Music Composers

Ludvig Van Beethoven

Beethoven was born at Bonn, December 16, 1770. His father was attached to the orchestra of The Elector of Bonn, and proved a strict, even tyrannical, teacher of his son. Beethoven soon became attached to the Elector's musical household himself, and composed much music. He was further instructed by Pfieffer, Van den Eeden, and Neefe. When on a visit to Vienna in 1787 Beethoven met Mozart, who prophesized that Beethoven would "make a noise in the world some day." IN 1792 Haydn passed through Bonn, and became acquainted with Beethoven's compositions.

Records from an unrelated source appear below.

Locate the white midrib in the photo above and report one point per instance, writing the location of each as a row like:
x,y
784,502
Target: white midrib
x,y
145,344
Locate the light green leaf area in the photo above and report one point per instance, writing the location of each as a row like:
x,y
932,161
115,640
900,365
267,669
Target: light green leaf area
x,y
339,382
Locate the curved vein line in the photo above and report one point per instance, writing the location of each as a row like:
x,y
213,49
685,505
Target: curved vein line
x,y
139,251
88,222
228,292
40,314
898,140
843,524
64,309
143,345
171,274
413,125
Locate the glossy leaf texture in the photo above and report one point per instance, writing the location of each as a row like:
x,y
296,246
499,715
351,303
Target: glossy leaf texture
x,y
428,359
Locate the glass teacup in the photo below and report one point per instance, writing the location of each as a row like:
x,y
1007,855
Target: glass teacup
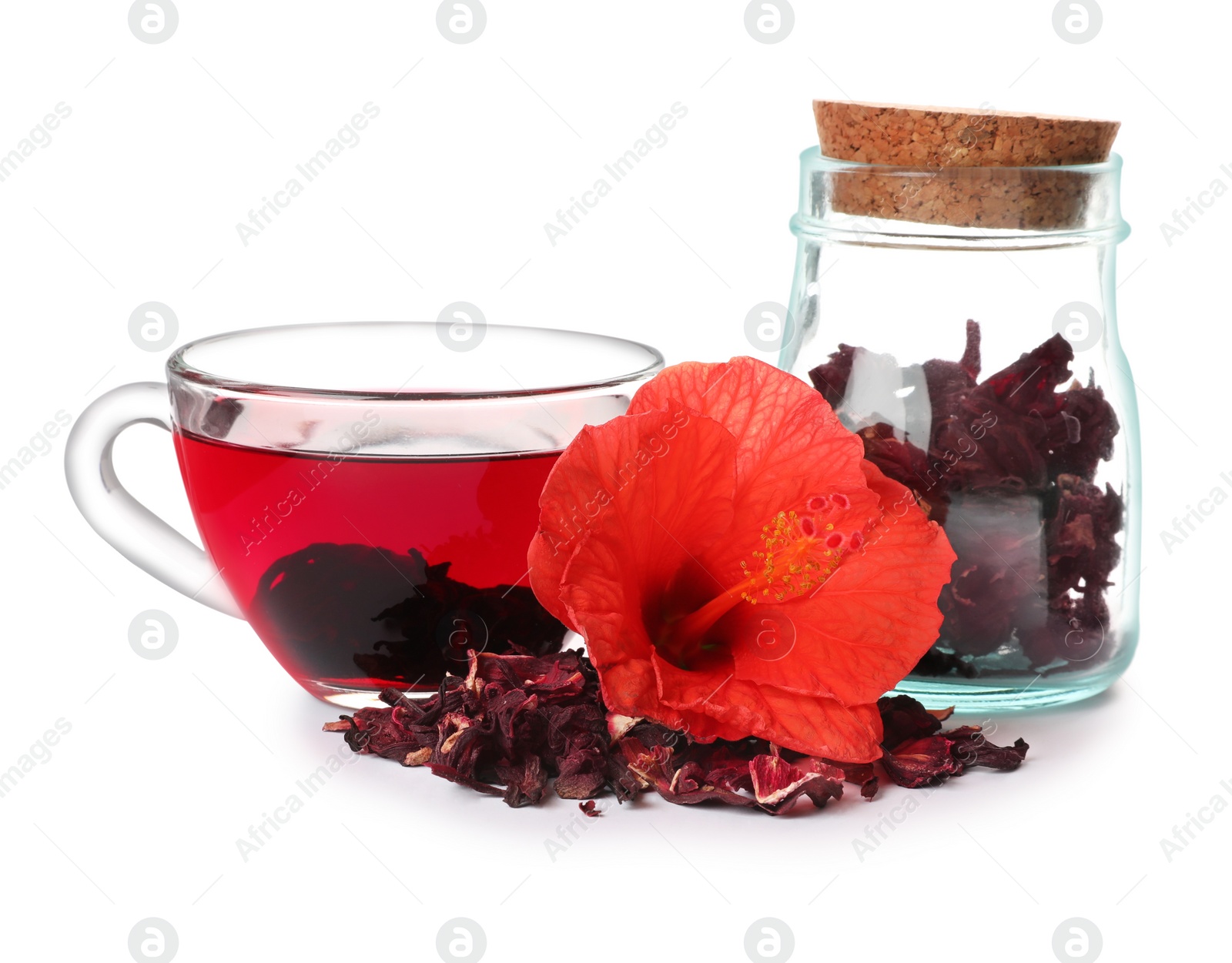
x,y
367,493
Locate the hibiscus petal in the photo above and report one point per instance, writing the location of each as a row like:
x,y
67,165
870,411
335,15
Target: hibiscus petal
x,y
865,628
817,726
786,435
647,530
641,478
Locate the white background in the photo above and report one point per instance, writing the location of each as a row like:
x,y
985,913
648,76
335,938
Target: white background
x,y
168,763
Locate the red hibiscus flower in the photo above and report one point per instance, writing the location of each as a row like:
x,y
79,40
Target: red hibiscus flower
x,y
735,564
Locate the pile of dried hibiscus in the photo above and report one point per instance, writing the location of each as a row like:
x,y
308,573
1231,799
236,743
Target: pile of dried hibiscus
x,y
517,721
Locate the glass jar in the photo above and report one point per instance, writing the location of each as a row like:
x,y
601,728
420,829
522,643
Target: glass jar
x,y
962,322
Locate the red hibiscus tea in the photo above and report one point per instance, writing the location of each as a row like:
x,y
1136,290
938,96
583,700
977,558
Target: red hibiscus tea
x,y
361,573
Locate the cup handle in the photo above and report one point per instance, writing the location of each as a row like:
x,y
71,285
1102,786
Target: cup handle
x,y
123,523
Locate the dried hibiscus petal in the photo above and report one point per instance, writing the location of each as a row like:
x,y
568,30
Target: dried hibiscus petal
x,y
1008,468
517,722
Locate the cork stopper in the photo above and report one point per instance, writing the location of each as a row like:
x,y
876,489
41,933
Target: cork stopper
x,y
939,145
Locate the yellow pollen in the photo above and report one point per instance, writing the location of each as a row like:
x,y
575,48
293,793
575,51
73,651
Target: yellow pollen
x,y
792,562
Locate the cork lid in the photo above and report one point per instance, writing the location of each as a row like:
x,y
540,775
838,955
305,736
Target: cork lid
x,y
933,143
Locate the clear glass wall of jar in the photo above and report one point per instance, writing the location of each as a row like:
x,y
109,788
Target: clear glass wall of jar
x,y
962,322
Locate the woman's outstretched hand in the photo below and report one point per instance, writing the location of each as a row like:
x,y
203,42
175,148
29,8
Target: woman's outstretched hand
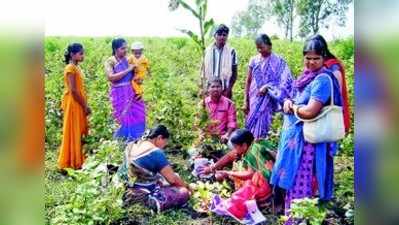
x,y
288,106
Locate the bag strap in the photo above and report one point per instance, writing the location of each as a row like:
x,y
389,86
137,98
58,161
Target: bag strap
x,y
324,112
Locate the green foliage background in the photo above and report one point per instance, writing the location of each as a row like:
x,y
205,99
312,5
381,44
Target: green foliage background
x,y
170,94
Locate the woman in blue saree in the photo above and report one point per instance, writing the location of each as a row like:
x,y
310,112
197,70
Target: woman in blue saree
x,y
297,160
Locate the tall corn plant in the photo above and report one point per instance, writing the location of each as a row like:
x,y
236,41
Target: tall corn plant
x,y
199,11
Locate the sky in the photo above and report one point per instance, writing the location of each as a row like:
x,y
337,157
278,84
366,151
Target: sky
x,y
147,18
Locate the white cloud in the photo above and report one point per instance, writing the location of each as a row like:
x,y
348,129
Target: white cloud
x,y
140,18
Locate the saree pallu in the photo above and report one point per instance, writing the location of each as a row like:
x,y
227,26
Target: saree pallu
x,y
272,71
127,111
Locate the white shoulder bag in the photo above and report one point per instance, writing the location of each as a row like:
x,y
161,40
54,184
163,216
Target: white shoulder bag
x,y
328,126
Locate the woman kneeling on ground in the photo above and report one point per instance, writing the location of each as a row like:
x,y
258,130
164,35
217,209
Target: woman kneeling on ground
x,y
258,160
155,184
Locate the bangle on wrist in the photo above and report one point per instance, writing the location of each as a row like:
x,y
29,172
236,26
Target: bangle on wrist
x,y
295,108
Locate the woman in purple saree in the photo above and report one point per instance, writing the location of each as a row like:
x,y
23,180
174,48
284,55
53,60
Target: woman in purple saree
x,y
127,111
269,82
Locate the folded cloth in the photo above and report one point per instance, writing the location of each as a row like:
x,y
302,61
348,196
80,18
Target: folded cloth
x,y
199,165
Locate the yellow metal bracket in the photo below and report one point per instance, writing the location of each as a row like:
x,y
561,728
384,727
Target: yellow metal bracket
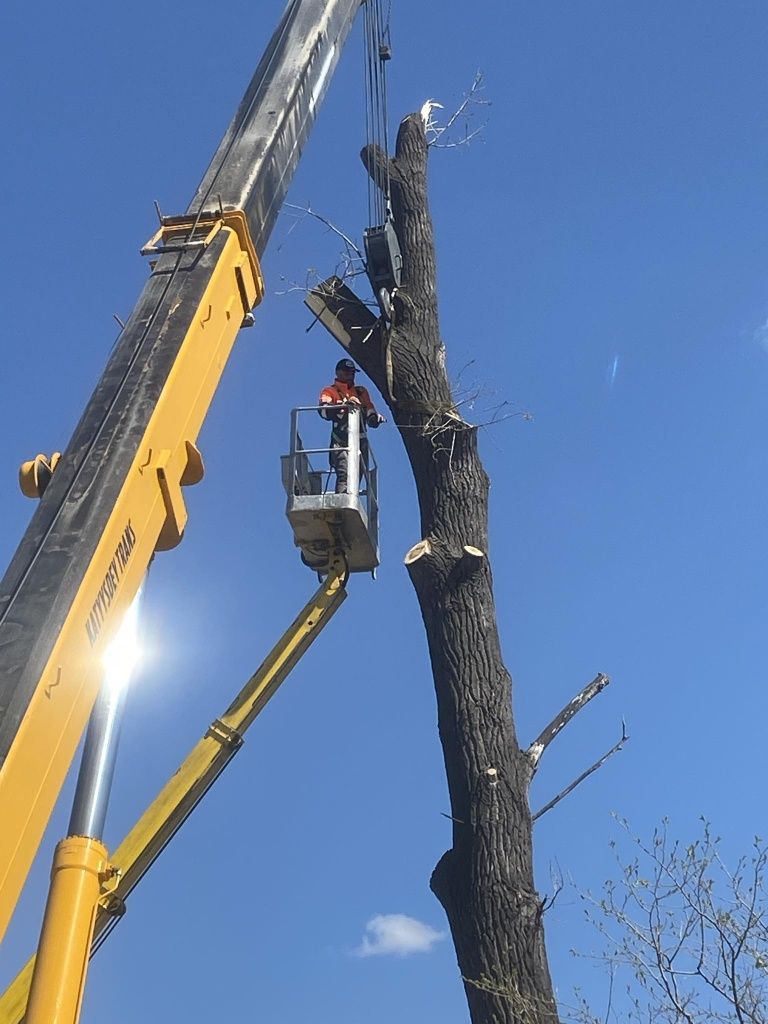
x,y
170,483
181,233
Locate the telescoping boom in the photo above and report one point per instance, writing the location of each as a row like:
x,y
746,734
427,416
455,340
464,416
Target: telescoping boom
x,y
116,496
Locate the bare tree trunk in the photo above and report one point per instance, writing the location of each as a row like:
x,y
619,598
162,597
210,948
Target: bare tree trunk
x,y
484,881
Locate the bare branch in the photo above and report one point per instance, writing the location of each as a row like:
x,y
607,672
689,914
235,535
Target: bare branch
x,y
560,720
598,764
307,210
438,135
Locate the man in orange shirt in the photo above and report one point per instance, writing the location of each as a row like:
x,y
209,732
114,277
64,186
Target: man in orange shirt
x,y
344,392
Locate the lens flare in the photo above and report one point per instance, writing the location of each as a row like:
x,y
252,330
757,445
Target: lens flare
x,y
121,656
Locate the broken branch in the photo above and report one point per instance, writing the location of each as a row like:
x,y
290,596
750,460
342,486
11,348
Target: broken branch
x,y
598,764
560,720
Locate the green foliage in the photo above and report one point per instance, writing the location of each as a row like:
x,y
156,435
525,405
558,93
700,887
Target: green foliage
x,y
684,937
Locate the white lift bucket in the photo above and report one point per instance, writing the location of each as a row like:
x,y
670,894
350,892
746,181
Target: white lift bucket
x,y
323,520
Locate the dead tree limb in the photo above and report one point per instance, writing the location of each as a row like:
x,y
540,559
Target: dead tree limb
x,y
562,718
585,774
485,880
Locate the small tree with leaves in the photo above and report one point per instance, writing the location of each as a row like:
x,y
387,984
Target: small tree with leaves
x,y
684,937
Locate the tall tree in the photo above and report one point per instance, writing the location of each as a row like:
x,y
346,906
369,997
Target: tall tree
x,y
485,881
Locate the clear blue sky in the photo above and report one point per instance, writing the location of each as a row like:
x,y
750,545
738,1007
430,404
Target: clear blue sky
x,y
602,262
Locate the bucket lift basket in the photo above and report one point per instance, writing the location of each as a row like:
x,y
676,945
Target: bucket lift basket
x,y
324,521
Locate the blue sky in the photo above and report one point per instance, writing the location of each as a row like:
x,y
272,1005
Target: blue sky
x,y
602,265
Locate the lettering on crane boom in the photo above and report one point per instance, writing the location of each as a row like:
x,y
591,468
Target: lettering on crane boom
x,y
109,587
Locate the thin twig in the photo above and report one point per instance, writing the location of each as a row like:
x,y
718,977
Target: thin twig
x,y
598,764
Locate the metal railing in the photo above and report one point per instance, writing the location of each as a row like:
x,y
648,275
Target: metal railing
x,y
302,475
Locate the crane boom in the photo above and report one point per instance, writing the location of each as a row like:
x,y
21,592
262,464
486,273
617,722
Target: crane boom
x,y
199,771
116,496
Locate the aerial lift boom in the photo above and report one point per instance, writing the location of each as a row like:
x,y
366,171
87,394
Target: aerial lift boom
x,y
196,775
116,496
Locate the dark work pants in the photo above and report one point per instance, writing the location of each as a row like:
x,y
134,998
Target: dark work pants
x,y
339,459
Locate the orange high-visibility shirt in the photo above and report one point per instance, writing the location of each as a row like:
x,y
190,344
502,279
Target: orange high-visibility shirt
x,y
339,391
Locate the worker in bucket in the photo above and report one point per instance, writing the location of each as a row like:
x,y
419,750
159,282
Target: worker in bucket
x,y
344,392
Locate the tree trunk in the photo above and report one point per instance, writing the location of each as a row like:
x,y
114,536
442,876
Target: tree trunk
x,y
484,881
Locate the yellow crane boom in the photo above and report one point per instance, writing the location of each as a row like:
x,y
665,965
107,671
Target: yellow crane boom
x,y
196,775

It was probably upon the advice of Haydn that Beethoven was sent, by the Elector, to study at Vienna under Haydn. Beethoven and Haydn, however, were not altogether in sympathy, and Beethoven took the opportunity of breaking with Haydn when the latter went to England, and studied under Albrachtsberger. Prince and Princess Lichnowski, came to his assistance when the funds from Bonn ceased, and enabled him to devote himself to composition. In 1820 a disease manifested itself which afterwards developed into total deafness, rendering him taciturn and morose. He died in Vienna, March 26, 1827. His compositions include nine symphonies for orchestra, thirty-eight piano sonatas, and much other chamber and orchestral work. He is considered, by many, to be the greatest composer who ever lived.